数字だけ見てもピンとこないかもしれませんが、これはかつてのハイエンド機に近い操作感に到達していることを意味します。ライバルとなるSnapdragon 695 5Gと比較しても、GPU性能(グラフィック処理)ではほぼ互角、あるいは場面によってはG99の方が安定している印象すらあります。
筆者が実際にRedmi PadなどのG99搭載機を触って驚いたのは、起動の速さと画面遷移の滑らかさです。「格安チップ特有の引っ掛かり」がほとんど感じられないレベルにまで最適化されています。
【体験レビュー】日常使いでの「手触り」はどう?
数値以上に大切なのが、指先に伝わるレスポンスです。
SNSとブラウジング
Twitter(X)のタイムラインを高速でスクロールしても、画像の読み込みでガクつくことは稀です。

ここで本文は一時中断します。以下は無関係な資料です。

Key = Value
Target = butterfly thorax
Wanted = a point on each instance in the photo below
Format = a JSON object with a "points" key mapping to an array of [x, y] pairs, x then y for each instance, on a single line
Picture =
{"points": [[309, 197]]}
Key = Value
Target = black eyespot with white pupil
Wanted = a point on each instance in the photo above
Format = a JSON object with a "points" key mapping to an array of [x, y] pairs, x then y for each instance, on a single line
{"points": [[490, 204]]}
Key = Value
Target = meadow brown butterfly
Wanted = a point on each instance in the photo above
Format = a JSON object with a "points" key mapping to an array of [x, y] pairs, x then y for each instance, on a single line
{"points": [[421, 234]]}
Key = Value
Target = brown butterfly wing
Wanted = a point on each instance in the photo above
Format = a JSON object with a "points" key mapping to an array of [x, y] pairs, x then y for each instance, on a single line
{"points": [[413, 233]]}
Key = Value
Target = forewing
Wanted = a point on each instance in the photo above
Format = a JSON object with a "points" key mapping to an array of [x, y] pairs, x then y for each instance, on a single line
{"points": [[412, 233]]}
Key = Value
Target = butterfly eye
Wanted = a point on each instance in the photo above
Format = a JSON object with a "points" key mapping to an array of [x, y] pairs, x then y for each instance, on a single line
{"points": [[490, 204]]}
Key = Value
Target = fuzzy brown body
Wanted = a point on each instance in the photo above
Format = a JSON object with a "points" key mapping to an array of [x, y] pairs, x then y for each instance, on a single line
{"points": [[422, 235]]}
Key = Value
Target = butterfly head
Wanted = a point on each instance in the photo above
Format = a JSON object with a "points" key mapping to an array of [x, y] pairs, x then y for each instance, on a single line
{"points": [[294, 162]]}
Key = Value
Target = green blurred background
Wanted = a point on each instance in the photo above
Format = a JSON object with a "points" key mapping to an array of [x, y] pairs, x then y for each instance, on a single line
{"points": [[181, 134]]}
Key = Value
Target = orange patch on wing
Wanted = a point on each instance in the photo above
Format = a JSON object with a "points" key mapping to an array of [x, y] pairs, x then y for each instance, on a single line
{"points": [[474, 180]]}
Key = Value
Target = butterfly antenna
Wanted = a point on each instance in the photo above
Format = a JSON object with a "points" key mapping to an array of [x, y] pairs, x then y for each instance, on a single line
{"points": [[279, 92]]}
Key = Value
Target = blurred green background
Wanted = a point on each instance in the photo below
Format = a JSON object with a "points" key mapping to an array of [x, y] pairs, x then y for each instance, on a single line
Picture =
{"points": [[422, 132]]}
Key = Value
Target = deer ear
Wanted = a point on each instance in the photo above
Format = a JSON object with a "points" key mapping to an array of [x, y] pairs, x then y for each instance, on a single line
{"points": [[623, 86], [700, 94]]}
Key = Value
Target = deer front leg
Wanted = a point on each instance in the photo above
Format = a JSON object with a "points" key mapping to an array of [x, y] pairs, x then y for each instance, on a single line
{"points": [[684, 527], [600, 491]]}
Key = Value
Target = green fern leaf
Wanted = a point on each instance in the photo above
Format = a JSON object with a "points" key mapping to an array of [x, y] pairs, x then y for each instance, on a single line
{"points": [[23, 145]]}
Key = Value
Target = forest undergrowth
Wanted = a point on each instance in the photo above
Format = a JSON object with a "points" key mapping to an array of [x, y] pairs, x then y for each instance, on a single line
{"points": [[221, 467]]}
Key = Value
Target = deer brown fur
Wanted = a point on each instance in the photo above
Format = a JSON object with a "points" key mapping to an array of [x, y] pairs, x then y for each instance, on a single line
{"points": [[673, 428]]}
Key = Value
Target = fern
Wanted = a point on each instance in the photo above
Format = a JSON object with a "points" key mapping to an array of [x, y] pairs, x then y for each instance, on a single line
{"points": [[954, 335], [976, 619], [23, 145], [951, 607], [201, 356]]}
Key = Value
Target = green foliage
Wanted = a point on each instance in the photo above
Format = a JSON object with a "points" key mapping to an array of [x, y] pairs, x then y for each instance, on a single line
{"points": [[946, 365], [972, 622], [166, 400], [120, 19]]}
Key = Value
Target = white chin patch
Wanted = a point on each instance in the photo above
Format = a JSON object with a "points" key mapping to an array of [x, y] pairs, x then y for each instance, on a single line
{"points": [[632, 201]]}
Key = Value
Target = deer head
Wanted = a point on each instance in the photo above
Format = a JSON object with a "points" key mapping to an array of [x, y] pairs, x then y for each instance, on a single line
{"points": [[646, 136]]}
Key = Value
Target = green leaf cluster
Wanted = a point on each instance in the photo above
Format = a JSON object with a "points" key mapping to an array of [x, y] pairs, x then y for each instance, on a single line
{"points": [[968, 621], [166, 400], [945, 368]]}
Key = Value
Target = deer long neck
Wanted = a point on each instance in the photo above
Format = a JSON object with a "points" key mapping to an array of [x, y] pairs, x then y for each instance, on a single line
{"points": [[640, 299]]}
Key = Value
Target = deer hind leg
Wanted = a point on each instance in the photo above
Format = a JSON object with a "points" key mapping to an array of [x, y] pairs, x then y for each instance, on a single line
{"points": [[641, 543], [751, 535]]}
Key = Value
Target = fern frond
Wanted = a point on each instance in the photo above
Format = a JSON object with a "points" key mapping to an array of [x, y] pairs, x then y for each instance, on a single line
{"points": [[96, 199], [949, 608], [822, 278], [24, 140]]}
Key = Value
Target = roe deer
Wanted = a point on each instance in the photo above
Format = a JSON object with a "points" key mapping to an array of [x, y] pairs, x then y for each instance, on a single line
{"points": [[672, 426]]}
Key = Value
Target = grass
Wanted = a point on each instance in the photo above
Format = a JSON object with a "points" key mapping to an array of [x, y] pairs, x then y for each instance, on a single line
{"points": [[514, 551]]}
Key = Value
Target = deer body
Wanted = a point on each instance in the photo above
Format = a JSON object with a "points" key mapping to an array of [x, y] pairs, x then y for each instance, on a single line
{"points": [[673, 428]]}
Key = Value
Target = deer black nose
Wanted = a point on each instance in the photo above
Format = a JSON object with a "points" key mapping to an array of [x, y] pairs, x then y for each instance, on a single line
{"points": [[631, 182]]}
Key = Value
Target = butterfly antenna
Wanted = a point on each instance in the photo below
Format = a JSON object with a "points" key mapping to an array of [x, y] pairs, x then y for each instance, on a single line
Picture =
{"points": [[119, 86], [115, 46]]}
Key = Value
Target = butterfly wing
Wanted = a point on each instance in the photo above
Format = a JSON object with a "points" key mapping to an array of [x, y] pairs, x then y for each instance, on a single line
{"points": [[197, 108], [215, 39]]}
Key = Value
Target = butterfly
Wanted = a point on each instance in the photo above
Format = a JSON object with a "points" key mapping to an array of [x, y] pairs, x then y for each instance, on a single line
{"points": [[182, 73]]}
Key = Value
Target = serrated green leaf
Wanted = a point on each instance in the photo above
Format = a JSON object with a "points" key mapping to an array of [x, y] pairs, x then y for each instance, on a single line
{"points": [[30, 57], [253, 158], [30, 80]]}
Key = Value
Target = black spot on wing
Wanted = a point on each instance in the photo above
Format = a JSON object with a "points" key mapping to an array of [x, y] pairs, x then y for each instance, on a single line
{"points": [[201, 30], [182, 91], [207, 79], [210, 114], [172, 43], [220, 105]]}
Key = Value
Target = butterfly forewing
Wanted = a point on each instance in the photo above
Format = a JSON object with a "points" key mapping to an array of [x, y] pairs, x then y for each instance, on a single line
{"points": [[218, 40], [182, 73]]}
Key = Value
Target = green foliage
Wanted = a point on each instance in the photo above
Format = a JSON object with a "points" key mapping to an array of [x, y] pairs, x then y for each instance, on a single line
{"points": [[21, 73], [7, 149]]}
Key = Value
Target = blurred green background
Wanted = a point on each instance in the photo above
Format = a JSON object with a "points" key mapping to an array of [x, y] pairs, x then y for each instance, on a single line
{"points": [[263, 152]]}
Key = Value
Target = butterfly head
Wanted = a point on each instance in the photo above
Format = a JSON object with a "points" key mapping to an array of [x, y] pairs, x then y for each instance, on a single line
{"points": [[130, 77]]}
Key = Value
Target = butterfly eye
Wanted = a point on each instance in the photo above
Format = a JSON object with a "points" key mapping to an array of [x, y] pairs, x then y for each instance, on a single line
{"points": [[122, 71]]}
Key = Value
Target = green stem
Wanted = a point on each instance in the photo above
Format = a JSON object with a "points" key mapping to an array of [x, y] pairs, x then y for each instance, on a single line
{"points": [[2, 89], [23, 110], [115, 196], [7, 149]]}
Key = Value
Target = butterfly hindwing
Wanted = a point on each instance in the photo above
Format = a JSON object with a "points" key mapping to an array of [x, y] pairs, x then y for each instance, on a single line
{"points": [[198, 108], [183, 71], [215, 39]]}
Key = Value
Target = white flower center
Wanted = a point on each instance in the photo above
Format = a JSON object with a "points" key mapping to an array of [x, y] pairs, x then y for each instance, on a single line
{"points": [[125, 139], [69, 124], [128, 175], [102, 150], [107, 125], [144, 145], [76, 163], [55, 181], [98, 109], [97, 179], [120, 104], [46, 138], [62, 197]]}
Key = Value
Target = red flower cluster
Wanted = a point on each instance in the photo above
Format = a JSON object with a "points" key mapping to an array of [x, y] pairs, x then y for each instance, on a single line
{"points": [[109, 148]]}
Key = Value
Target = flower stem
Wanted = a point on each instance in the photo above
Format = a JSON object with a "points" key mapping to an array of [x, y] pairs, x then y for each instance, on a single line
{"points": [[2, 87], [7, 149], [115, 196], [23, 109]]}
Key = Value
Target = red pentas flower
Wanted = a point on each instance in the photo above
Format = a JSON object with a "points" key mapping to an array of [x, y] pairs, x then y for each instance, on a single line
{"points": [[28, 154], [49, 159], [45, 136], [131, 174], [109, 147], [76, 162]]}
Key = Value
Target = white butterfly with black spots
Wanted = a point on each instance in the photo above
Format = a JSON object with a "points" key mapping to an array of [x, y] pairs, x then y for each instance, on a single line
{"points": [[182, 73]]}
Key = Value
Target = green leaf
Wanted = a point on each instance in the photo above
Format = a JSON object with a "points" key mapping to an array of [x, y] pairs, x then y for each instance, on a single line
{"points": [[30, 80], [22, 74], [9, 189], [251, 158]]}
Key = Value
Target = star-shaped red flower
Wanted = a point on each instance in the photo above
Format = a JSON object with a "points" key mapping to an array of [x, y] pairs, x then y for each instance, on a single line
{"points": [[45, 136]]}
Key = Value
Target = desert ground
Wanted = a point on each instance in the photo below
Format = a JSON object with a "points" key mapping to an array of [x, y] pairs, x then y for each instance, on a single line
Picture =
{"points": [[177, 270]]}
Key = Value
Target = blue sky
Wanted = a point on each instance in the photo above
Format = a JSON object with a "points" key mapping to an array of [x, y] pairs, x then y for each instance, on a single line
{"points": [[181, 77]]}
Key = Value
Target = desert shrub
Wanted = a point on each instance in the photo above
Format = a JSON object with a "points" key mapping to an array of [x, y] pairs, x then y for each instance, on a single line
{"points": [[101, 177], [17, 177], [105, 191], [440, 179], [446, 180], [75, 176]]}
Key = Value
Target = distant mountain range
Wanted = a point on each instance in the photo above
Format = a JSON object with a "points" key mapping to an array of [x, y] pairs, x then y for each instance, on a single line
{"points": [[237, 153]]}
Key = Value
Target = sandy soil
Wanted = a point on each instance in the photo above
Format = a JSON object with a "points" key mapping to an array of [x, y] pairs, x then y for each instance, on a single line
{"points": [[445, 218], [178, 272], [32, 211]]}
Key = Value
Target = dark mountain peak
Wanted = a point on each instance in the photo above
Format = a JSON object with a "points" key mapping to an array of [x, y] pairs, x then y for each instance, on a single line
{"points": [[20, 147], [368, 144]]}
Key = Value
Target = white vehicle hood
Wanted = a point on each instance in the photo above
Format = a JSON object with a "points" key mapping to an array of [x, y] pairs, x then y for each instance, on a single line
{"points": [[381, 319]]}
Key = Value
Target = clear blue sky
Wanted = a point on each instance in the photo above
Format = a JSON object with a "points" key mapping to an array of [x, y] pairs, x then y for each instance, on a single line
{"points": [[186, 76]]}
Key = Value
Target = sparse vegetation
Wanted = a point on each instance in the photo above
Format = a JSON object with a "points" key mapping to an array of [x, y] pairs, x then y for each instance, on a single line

Chromeで10個以上のタブを開いたまま別アプリへ切り替えても、ALLDOCUBE iPlay 50 Proのようなメモリ容量に余裕がある機種なら、アプリの再読み込み(落ち)もストレスを感じないレベルで抑えられています。
動画視聴
YouTubeでの4K動画再生も試しましたが、カクつきなくスムーズに再生可能です。ただし、Netflixなどで高画質(HD)視聴を楽しみたい場合は、チップ性能よりも端末側が「Widevine L1」という規格に対応しているかが重要になります。G99自体の処理能力としては、高ビットレートの動画も余裕を持って捌けます。
ゲーミング性能の本音:原神は「動く」けれど…
もっとも気になるのがゲーム性能でしょう。
原神
「最低画質」設定であれば、30〜45fps程度でプレイ可能です。デイリー任務をこなしたり、素材を集めたりする分には十分実用的。ただし、エフェクトが激しい戦闘シーンや、画質を「中」以上に上げると一気に動作が重くなり、端末も熱を持ち始めます。「原神を最高画質で遊びたい」という方には向きませんが、「サブ機で少し触る」程度なら合格点です。
FPS・アクション系
PUBG MOBILEや荒野行動などは、画質設定を欲張らなければ非常に快適です。「スムーズ+ウルトラ」設定なら、大きなフレームドロップもなく、安定したエイム操作が可能でした。
今、Helio G99搭載機を選ぶならこの3台
実際に使用した経験から、失敗しないデバイスを厳選しました。
- ALLDOCUBE iPlay 60 Proタブレットで迷ったらこれ。G99の性能を最大限に活かしたコスパモンスターです。スピーカー性能も良く、エンタメ用途には最適です。
- Blackview MEGA 1120Hzの高リフレッシュレートに対応しており、G99の「滑らかさ」を視覚的に一番体感できる一台です。
- Samsung Galaxy A24海外で高い評価を受けているスマホ。独自UIの最適化により、同じG99でも他社よりワンランク上の安定感があります。
まとめ:Helio G99は「賢い買い物」の象徴
Helio G99は、5G通信こそ非対応ですが、その分を「動作の安定性」と「低価格」に全振りしたようなチップです。
「最新の3Dゲームを最高設定で遊びたい」という欲望さえなければ、これほど満足度の高いミドルレンジチップは他にありません。ブラウジング、動画視聴、ライトなゲーム。これらがメインの方にとって、Helio G99搭載機を選ぶことは、2025年においても極めて「賢い選択」と言えるでしょう。